Pisticci’s foundation came about by the hands of the Enotri during the Iron Age (IX century BC) as testified by Necropolises (VII century BC) found on the territory. It was a centre in contact with the Greek culture of Metaponto, enduring vast cultural influences. During the V century BC it excelled in pottery production in Attic style which had its maximum exponent in the so called “Pittore di Pisticci” (Pisticci Artist); probably an artist who had emigrated from Greece.
During the III century BC, following the defeat of Taranto, Pisticci also entered under the orbit of Rome and over the years became an important agricultural centre; mainly for olives.Its name derives from the Latin Pesticius, that is pasture land. Another etymology suggests it derives from the Greek pistoikos, signifying “loyal place”, seemingly a named earned in the field of war against the Romans (III century BC).
During the High Medieval period it was a Byzantine centre which saw the arrival of Basilian monks escaping from iconoclastic persecution operating in the East. These monks formed new communities and also erected monasteries in Pisticci.
The district of Terravecchia was created and then made a fief of the Normans during the XI century.
Under the Swabians, Pisticci was assigned to the Sanseverino family (1212) who were succeeded by the Spinelli family only during 1553. It then passed to the Acquara and Càrdenas families. Over the centuries the terrain where the village lay gave way to landslides. The one during 1688 was terrible and caused partial demolition of the ancient district of Terravecchia.
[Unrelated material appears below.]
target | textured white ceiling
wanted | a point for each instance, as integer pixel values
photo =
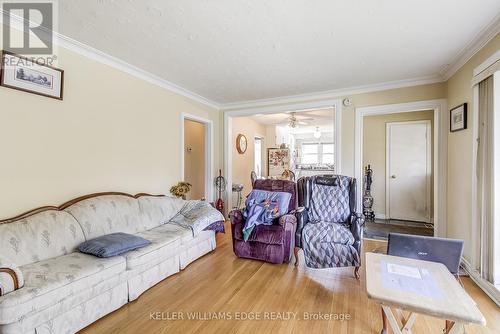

The Mother Church, dedicated to Saints Peter and Paul, is situated in a panoramic position facing the ruins of the ancient Norman Castle. It guards canvases from the Neapolitan School and precious wooden altars. Its bell tower dates back to the era of the previous church (XII century).In the City, which is characteristic for its white houses, is where one will come across the Sant’Antonio Church which preserves canvases of Domenico Guarino. In the ancient district of Terravecchia, at 1km from the Village, one can visit the Santa Maria del Casale Abbey (XI-XII century).In the San Basilio locality, one can visit the Masseria Berlingieri, derived from the Castle which was erected during 1050 by Robert Guiscard, then handed over to the Basilian monks (1133) and later the Benedictines.
The ruins of the Norman Castle; The Mother Church of Saints Peter and Paul (1542); Sant’Antonio Church or Convent; Madonna of Loreto Church; Franchi Tower; Dirupo District; Palazzo Giannantonio; Palazzo De Franchi; Palazzo Rogges; Palazzocchio; Immaculate Conception Church (XVI century); Santa Maria del Casale Abbey (XII century); Masseria in the San Basilio locality; Excursions to San Teodoro Nuovo (VII century BC).
Feast of Sant’Antuono on 17th January; Feast of the Assunta on 15th August; Feast of San Rocco on 16th August; Feast of the Madonna delle Grazie on the 2nd Sunday of September in Marconia.